Sunday, June 15, 2008

6 dead, 13 missing after magnitude 7 hits northeast Japan

A powerful earthquake with a preliminary magnitude of 7.2 jolted extensive areas of northeastern Japan on Saturday morning, leaving at least six people dead, 13 people missing and nearly 200 others injured, authorities said.

The 8:43 a.m. quake, followed by a series of aftershocks of lesser intensity, hit mainly mountainous areas in Miyagi, Akita and Iwate prefectures, scarring hills, tearing up roads and even knocking down a 95-meter bridge, they said.

The quake left about 400 people including tourists stranded in various areas due to severed roads, temporarily blacked out nearly 30,000 households and disrupted transport and telecommunications infrastructure.

The quake measured upper 6 on the Japanese seismic intensity scale of 7 in Miyagi’s Kurihara, around 350 kilometers north of Tokyo, and Iwate’s Oshu, the Japan Meteorological Agency said.

No tsunami alert was issued after the initial inland quake that originated around 8 km underground in southern Iwate Prefecture, the agency said.

The Self-Defense Forces, the Japan Coast Guard and other authorities flew helicopters to rescue stranded people in remote mountainous areas that suffered serious damage.

The authorities suspended their search and rescue operations at night, saying they will be resumed Sunday morning.

Nuclear power plants in Miyagi and neighboring Fukushima Prefecture are operating normally, according to Tohoku Electric Power Co. and Tokyo Electric Power Co.

‘‘I felt a shock as I was pushed up’’ from the ground, tourist Katsuko Momma, 60, said, describing the fear she felt as she traveled in a car driven by her husband near the epicenter.

Momma, from the town of Misato, Miyagi Prefecture, said she saw a section of a hill collapse with a roar as the couple walked after leaving the car as the road had many cracks. ‘‘I’m worried about what’s happened to our house,’’ she said.

‘‘I feel scared at night because I live by myself,’’ said Tokiko Suzuki, 79, who runs a barber shop in Oshu.

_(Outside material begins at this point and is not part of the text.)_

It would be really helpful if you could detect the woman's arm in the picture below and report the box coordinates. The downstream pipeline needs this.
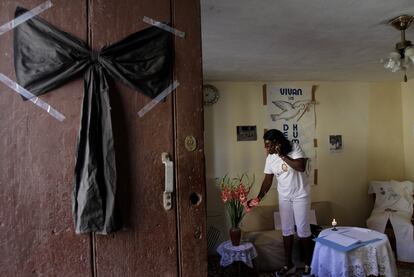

In Kurihara, seven people were trapped in rubble at the Komanoyu hot spring resort inn, police said. The trapped people include two tourists and relatives of the inn’s owner.

Local officials said that three foreign nationals and one Japanese person on a camping trip in the resort, who had gone missing earlier, have been accounted for.

The Kurihara city government said four other people are still missing.

The Ground Self-Defense Force dispatched a disaster relief unit at the request of the Iwate and Miyagi prefectural governments, and 197 relief teams from Tokyo and 13 other prefectures comprising of a total of 773 members were sent to quake-hit areas.

The authorities said about 220 people remained stranded in the area around Mt. Kurikoma on the Iwate-Miyagi prefectural border and 200 others in the Sukawa and Kurikoma hot spring areas in Iwate and Miyagi prefectures.

Tomozo Chiba, 60, of Iwate’s Ichinoseki, was killed after being hit by a truck as he jumped onto a road following the quake, and Michitaka Ishii, 55, of Iwaki, Fukushima Prefecture, died in a landslide while fishing on the seashore, police and firefighters said.

Masahiko Chiba, 48, was killed by falling rocks at a dam construction site in Oshu, Iwate.

Three construction workers were also trapped in a landslide in Kurihara. Two of them, Masami Igarashi, 54, and Yoshitomi Kadowaki, 53, were rescued but later pronounced dead. The other is still missing.

A bus was hit by a landslide in Oshu with about 20 people temporarily trapped inside, and six children and a teacher at a nursery school in the city were injured, police said. All the bus passengers were later rescued.

Twenty-three people on another bus heading for Sendai airport were injured in the city of Natori in Miyagi as the bus bounced due to the quake, firefighters said.

A total of 119 telephone lines were disconnected in Kurihara as cables were cut. Subscribers of three major mobile phone carriers experienced difficulties using their handsets in the quake-hit areas.

East Japan Railway Co, a major train operator in the region, said it had to suspend or slow down many trains on the Akita, Tohoku and Yamagata Shinkansen bullet train lines as well as conventional train services, affecting about 117,000 passengers.

The central government set up an office at the prime minister’s office to handle the post-quake situation and sent a team headed by National Public Safety Commission Chairman Shinya Izumi, who also serves as minister in charge of disaster preparedness measures, to assess the quake damage.